Not for them are the films of men shaking years after the war is done, or unable to hear any word but 'bomb,' at which point they're compelled to fling themselves beneath the bed, or thrown into insane terror at the mere sight of a Pickelhaube. I make it sound like I didn't enjoy the experience, which isn't true; I enjoyed the museum greatly, I just wish that they could've said more about the cost that was inflicted, even upon the survivors, who consoled themselves with the knowledge that at least they'd helped end war. But even that consolation was taken away at the outbreak of World War Two.

As for Les Mis, Sweet Jebus it was great, and I was so mad when it was finished because I could have sat there listening to them sing for hours more. The actor they had for Jean Valjean was magnificent, and I actually enjoyed his version of 'Bring Him Home' far more than Cameron Mackintosh's, the man who originated the role of Jean Valjean and the Phantom both. He was relatively young from what I could tell, but he pulled off being old and weak at the end brilliantly. The environments were incredible: gobos created the illusion of moonlight falling across the floor; bridges over the Seine dropped in from the flyspace; enormous moving barricades came sliding in from the sides. I was surprised at how much I enjoyed the young Cosette's 'Castle on a Cloud,' considering that I find most children's singing voices to be the equivalent of nails on a chalkboard. Gavroche, however, was still annoying, although I'm starting to think that having an annoying voice must be in the casting directions, as I've never heard a Gavroche that didn't sound like he was being strangled.

Somehow I didn't cry, which surprised me, having as I do a predilection for heroic sacrifice. I think part of this is because I was seated up so high that I could see the actor playing Enjolras moving around on the back of the barricade after his death. Enjolras, for those unacquainted with Les Mis, is the leader of the revolutionary students, and after the massacre at the barricades, the barricades rotate slowly to reveal his body draped over the French flag as an instrumental version of 'Bring Him Home' plays. If I hadn't been able to see Enjolras getting into position, I'm sure I would've bawled. It didn't matter, however; the two ladies behind me were crying enough for the entire theater. I was barely able to hear the finale because of how loud they were weeping. Still, it was a wonderful experience, and if I had an extra 44 pounds I'd gladly pay to see it again.

Now to see Phantom of the Opera while I'm here.

Photographs:

The massive guns placed outside the Imperial War Museum. These fired 15-inch shells, seen to either side of the barrels. One comes from HMS Roberts, another from HMS Ramillies.

A piece of the Berlin Wall.

A piece of British World War One propaganda. Called 'The Greater Game,' it depicts a young man on the pitch being asked if he will join the 'greater game' of war to save England's freedom, thus rendering industrial warfare a benign thing comparable to cricket.

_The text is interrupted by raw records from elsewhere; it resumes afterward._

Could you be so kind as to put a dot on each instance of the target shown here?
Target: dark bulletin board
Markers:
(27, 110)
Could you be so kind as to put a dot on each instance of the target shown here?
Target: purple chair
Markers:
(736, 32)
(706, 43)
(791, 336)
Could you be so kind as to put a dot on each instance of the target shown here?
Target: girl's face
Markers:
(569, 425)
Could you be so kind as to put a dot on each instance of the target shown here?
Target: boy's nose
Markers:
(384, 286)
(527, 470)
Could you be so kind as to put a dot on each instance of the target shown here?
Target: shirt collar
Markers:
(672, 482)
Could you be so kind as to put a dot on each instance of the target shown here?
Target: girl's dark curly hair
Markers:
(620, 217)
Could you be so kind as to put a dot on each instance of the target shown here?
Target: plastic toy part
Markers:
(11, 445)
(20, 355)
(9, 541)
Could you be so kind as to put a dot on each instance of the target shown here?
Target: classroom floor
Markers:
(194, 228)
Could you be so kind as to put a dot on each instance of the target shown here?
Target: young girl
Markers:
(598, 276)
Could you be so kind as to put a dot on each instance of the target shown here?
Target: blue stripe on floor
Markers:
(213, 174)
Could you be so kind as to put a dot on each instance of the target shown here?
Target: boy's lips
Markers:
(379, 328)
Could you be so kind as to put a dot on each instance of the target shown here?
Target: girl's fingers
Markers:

The soldiers of World War One came up with their own names for their trenches, as 'forward trench,' 'reserve trench,' and 'communications trench' aren't that helpful in distinguishing one trench from another. Also, no one can say humor doesn't survive war.

Part of 'The Trenches' exhibition, where you walk through a mock-up of a trench with realistic fecal smells wafting in from above. You're also assaulted on all sides by the high-pitched screech and thunder of shells coming in. It's a good multimedia exhibition, a lot better than the Shakespeare Birthplace Trust's.